As an alternative or supplemental approach, Kim and other crystallography leaders have proposed that the molecular functions of a protein can also be predicted from the folds that underlie all protein architecture. While the number of different proteins may number in the hundreds of thousands, most biologists agree there are probably less than ten thousand distinctly different types of folds and that a majority if not all proteins will belong to one of these fold families.
Under the protein structure initiative being launched by NIGMS, the seven grant recipients will each work with representative protein populations obtained from organisms whose entire genomes have been sequenced. The idea being that through the eons, families of proteins have selectively evolved into the structural shapes best suited to do their specific jobs. Kim and his group will work with two closely related bacteria, Mycoplasma genitalium and Mycoplasma pneumoniae. The former contains the smallest known genome of any free-living organism and infects the human genital and respiratory tracts. The latter causes a form of pneumonia.
To identify the structures of the full complement of proteins that make up these two "minimal organisms," Kim and his colleagues will primarily use x-ray crystallography, backed by nuclear magnetic resonance and computation. In x-ray crystallography, a beam of x-rays is sent through a protein's crystal. The crystal's atoms cause the incoming photons to be scattered, creating a diffraction pattern that computers can translate into a 3-D image of the protein's structure. Kim and his colleagues will have access to the Berkeley Center for Structural Biology which features one of the world's premier x-ray beamlines for protein crystallography at Berkeley Lab's Advanced Light Source (ALS).
The ALS is an electron synchrotron that produces beams of x-rays and ultraviolet light for scientific research, which are a hundred million times brighter than those from the best x-ray tubes. This high brightness reduces the time required to collect a complete set of data for a single protein from what had once been months or even years using an x-ray tube, to a matter of weeks, days, or even hours.
"The use of a synchrotron radiation source such as the ALS can dramatically decrease the time required to solve novel protein structures," Kim has said. "It makes a clear and compelling case that protein crystallography can provide a foundation for structural genomics."
As a major part of their effort, Kim and his collaborators will look to reduce the time required to produce and set protein crystals up in the beamline, illuminate them with x-rays, and collect the data. Automation of the entire process, including the use of a unique crystal-growing robotic system designed and built by a team of engineers and technicians led by Joe Jaklevic with Berkeley Lab's Engineering Division, will be a key.

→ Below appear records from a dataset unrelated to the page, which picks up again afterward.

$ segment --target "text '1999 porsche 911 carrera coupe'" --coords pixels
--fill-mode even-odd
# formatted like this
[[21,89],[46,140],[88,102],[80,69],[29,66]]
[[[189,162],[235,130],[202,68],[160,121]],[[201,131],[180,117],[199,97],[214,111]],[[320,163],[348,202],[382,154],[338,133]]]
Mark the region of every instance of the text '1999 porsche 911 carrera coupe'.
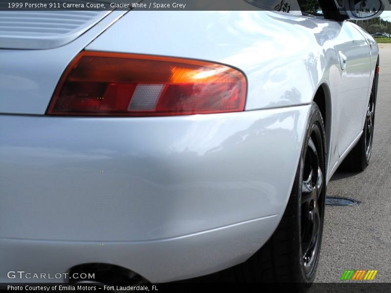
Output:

The project will also benefit from automation tools being developed and built to increase the throughput and efficiency of the structural determination process, including robotic crystal mounting and alignment and expert computation systems.
Data collected by Kim and his collaborators, along with that collected by the other NIGMS grant recipients is to form the foundation of a public resource linking sequence, structural, and functional information. NIGMS will make this information be available on the Internet to all scientists.
Berkeley Lab is a U.S. Department of Energy national laboratory located in Berkeley, California. It conducts unclassified scientific research and is managed by the University of California.